Summer was wet, damaged chlorine-soaked hair because you didn’t need to worry about your lipstick smudging or how funny your hair might look when it dried. A swimsuit you bought because it fit and it was your favorite color, not because you agonized over it in a mirror.
It was climbing up the shaky ladder, racing to the pile of towels. Shivering around the thick, slightly dirty, textured glass table with the umbrella hole in the center (you know the one). It was pruned fingers and huddling under towels, talking about nothing.
Maybe someone will bring out a deck of cards and you’ll play Bullshit or War. Maybe the owner of the house will drag out a family-sized bag of Lays from their kitchen while their parents are inside watching television.
It gets late and the world is only streetlights, perhaps a few stars if pollution will allow it and the glow of your porch light.
And after one person’s parents call for their son, another calls out for their daughter. Flip flops slap toward wherever home might be. Your damp towel is hung on the banister.
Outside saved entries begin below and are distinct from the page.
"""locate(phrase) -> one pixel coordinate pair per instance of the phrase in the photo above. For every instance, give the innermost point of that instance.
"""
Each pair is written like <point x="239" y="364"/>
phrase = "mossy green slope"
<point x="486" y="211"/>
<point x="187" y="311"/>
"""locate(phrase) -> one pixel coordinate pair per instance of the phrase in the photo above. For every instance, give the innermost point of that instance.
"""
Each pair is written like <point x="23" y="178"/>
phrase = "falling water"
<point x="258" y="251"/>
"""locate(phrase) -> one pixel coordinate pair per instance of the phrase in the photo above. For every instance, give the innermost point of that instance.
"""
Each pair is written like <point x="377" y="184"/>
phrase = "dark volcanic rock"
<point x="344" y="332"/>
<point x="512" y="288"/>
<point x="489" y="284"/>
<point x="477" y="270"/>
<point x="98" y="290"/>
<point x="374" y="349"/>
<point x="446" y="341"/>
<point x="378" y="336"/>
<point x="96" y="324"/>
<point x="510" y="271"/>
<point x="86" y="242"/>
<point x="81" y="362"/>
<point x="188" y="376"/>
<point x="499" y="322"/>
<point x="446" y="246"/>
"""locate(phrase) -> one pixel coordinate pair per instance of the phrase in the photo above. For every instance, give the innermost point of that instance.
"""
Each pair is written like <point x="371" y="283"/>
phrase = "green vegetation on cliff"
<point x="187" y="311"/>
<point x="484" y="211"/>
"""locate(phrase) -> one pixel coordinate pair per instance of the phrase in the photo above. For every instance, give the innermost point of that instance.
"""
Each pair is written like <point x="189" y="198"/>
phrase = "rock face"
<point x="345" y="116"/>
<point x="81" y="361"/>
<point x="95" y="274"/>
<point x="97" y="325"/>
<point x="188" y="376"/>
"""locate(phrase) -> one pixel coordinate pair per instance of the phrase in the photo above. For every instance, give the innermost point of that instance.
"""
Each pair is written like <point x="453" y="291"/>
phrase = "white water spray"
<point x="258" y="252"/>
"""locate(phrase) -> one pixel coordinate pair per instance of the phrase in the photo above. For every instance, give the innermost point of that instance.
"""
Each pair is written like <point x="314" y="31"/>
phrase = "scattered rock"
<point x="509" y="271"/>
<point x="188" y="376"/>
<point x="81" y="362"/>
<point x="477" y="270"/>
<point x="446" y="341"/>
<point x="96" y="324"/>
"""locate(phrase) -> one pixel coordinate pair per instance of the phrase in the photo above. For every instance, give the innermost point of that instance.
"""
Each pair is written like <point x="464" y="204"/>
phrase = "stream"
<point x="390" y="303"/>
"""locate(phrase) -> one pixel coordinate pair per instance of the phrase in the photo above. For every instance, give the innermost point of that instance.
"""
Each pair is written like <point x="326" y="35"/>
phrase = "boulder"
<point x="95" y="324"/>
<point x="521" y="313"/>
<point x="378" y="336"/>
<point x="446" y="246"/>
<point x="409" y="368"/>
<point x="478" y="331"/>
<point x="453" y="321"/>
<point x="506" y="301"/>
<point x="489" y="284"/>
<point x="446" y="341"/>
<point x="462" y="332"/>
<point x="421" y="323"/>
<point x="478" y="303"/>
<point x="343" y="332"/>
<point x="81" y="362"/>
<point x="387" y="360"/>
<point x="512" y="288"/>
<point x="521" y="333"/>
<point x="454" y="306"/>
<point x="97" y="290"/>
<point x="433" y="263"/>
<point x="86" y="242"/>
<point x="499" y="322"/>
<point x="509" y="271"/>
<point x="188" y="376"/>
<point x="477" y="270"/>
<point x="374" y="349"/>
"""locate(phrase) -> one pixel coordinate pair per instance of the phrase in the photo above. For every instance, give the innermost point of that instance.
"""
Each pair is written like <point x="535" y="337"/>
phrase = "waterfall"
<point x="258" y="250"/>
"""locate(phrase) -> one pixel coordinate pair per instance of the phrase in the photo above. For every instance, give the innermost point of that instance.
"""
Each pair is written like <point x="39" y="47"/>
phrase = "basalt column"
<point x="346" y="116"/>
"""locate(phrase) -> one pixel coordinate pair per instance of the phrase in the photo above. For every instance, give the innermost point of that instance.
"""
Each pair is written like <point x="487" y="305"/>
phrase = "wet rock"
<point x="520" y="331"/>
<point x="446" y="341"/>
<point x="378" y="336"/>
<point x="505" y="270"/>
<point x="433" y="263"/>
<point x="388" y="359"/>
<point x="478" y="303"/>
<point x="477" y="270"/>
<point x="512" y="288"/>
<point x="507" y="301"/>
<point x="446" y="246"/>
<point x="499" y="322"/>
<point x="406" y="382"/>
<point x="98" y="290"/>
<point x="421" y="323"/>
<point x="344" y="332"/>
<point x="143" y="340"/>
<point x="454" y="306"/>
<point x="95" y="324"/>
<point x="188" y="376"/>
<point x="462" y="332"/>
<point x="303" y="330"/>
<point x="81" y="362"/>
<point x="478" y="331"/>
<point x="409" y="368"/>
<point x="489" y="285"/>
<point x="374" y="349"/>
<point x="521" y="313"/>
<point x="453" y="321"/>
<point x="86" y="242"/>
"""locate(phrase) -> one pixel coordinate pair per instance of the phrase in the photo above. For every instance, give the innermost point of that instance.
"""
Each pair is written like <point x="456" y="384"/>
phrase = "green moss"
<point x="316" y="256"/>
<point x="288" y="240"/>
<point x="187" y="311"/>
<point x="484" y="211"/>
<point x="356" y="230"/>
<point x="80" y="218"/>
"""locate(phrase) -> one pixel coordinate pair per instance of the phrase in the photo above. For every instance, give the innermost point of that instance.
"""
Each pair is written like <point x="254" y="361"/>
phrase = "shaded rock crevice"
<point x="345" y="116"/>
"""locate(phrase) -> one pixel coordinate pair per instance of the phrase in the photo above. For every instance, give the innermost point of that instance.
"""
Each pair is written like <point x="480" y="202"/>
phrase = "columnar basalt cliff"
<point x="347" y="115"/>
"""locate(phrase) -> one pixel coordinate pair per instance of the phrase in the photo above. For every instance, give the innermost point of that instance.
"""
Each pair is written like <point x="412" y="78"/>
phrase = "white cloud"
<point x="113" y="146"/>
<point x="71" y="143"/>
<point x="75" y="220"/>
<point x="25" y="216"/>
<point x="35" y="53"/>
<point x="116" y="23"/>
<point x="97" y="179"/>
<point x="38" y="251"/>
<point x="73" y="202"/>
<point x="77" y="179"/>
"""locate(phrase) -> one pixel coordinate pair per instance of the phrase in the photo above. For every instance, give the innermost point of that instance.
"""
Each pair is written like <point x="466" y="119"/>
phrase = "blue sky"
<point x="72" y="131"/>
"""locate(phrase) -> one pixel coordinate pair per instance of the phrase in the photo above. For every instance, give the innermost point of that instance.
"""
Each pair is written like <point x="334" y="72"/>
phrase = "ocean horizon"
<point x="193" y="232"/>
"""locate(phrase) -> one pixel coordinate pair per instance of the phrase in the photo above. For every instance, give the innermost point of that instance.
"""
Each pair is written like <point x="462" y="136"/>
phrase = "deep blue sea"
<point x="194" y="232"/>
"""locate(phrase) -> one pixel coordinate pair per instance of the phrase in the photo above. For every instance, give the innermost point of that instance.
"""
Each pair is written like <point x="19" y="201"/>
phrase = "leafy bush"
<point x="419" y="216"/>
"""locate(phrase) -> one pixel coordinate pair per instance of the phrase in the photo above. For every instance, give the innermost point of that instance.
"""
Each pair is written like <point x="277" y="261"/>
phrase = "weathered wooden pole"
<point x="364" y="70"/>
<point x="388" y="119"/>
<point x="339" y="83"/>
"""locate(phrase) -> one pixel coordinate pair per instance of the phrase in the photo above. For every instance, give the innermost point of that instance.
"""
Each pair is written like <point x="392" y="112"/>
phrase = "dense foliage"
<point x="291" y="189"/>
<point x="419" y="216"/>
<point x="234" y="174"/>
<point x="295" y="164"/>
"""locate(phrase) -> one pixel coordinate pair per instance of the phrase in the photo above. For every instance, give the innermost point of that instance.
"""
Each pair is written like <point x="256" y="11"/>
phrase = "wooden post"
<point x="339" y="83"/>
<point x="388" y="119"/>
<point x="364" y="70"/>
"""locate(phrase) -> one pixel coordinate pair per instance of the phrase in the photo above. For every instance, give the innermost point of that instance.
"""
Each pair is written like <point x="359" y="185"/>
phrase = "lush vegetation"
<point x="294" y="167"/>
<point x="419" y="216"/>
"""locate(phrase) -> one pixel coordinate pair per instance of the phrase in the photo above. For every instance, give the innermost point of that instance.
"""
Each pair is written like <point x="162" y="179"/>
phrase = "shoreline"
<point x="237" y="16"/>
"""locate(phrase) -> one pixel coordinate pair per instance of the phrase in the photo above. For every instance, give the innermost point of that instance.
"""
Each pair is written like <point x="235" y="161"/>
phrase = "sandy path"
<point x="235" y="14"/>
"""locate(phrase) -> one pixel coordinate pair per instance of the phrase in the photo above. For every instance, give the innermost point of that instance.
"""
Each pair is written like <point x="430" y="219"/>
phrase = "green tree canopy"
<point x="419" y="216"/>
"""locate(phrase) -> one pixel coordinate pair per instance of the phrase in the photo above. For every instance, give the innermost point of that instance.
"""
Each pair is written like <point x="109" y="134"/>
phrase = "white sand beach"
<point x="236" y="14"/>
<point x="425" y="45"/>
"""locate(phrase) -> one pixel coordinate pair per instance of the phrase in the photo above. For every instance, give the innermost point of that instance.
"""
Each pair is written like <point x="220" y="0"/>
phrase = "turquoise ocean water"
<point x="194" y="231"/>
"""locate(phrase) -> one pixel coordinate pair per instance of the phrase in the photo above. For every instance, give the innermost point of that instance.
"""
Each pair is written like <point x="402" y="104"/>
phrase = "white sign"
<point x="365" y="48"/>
Your hair is still wet and crunchy from the chlorine. It doesn’t matter.
You peel off your damp swimsuit and toss it in the bathtub. You half-heartedly splash water on your face, briefly examine the pimples on your chin and swollen mosquito bites on your arms. It doesn’t matter.
The world felt so small but so important, everything did.
It’s impossible to realize how rare, how special that is until years later when it’s gone.
Seasons change, but summer is no longer distinguished. Summer is in the same inhale and exhale as autumn, winter, and spring. It’s an extra few hours of daylight to be enjoyed through the window of a bus. It’s wearing sleeves that are a few inches shorter.
The smell of chlorine brings me back to nights where night swimming was the biggest to-do and mosquitos were the biggest concern.
I can’t remember the last time I raced toward the ice cream truck with crumpled dollar bills in my sweaty hand. I can’t remember the last time I crouched behind a tire, hoping to win a game of kick the can.
There’s nothing to run toward anymore. It’s a slow, steady walk to nowhere and sometimes you think you ought to move faster, faster, faster.
But you remember how that got you where you are in the first place. So, you keep walking. Destination? Unknown.
The seasons have blended together— temperature changes and not much else.
The seasons all taste the same. Summer has lost its bitterness and sweetness.
I no longer go underwater in pools for fear my makeup will run and my hair will dry funny.